NEWS & LETTERS, January - February 2011
World in View
Neo-fascists in Israel
by Gerry Emmett
Dutch Rightist Geert Wilders, who has also visited New York to attack the so-called "Ground Zero Mosque," visited the West Bank settlements last month to declare that Palestinians should leave, to live in Jordan. "There already is a Palestinian state, and that state is Jordan," he lied. Wilders, who sometimes tries to present a reasonable facade, went so far as to say there: "Without Judea and Samaria, Israel cannot protect Jerusalem. The future of the world depends on Jerusalem. If Jerusalem falls, Athens and Rome--and Paris, London and Washington--will be next."
Wilders is attempting to create a reactionary alliance that would include both the European far Right and the American Tea Party Right. The warped history and fantasy apocalypse he expressed on the West Bank catch the exact tones of those movements.
Until the 1980s, official U.S. government policy held Israel's West Bank settlements to be illegal. This was only reversed by the world outlaw, Reagan, at the time of the Begin government's invasion of Lebanon.
The alliance forged with world reaction at that moment has meant one disaster after another for Israel, for Palestinians, and for Lebanon.
At the same time, representatives of four European neo-fascist parties visiting Israel published a so-called "Jerusalem Declaration" supporting Israel's right to self-defense against what they term "Islamic terror"--which in their countries they interpret as any presence of Muslims. Filip Dewinter of Belgium's Vlaams Belang, Heinz-Christian Strache of the Freedom Party of Austria, Kent Ekeroth of the Sweden Democrats, and René Stadtkewitz of the German Die Freiheit all represent the politics of anti-Muslim bigotry that found a home in Europe since Serbia's President Slobodan Milosevic used it so brutally in his own interests.

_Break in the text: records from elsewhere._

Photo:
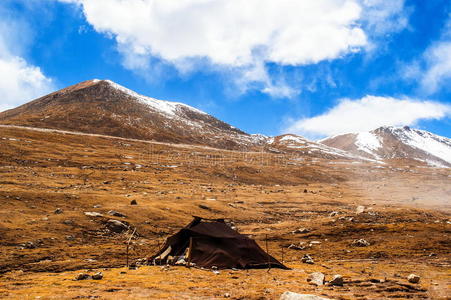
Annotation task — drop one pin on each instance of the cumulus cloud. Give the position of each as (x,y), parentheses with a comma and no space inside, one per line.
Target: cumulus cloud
(242,35)
(433,68)
(368,113)
(20,81)
(438,62)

According to Dewinter, "The Arab-Israeli conflict illustrates the struggle between Western culture and radical Islam."
This latest fascist rewriting of history denies the genuine freedom struggles of the Palestinian people, which have been non-violent and creative, particularly on the West Bank, and have found support among Israeli progressives.
This was seen in the outpouring of support following the death of Bil'in resident Jawaher Abu Rahma after she was tear-gassed by the Israeli Defense Forces near protests of the "security" wall on Dec. 31.

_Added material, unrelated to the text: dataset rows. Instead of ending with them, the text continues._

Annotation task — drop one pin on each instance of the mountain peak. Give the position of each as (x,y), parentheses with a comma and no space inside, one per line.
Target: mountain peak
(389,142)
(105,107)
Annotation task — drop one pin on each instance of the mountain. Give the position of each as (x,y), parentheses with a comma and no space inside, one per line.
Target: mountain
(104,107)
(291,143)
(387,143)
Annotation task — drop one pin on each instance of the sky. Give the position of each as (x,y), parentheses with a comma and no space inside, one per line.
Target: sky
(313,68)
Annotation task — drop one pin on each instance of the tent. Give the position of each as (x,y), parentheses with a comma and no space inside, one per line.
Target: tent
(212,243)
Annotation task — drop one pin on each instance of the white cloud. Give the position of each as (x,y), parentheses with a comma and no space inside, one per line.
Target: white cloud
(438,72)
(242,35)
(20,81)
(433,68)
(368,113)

It was also seen in the subsequent words of her mother, Sulhia Abu Rahma, "We want to live and not to die. We want to live alongside Israel, but in dignity."
A number of these "freedom-loving" European parties trace their roots to Hitler's Third Reich and post-World War neo-Nazi movements.
Few things could have been more shocking than the coming together of the West Bank settlers, and elements of the Israeli government, with the neo-fascist European Right. It will surely give rise to much soul-searching among thoughtful people in Israel. Israeli newspaper Haaretz correctly pointed out that these European Rightists were "trading in their Jewish demon-enemy for the Muslim criminal-immigrant model" and were visiting Israel to gain "Jewish absolution that will bring them closer to political power."
Apparently, the West Bank settlers, Members of the Knesset and others who participated in these rallies have searched their souls and found nothing there at all, certainly no memory of actual Jewish history, or of the Shoah. Instead they chose to stand with the racist European heirs of Mussolini, Mosley and Hitler.
This sickening alliance is being recreated elsewhere. In Toronto, for example, the thugs of the English Defence League were invited to a rally at the Toronto Zionist Center by the Kahanist Jewish Defense League. This has been rightly criticized by the Canadian Jewish Congress, among other groups.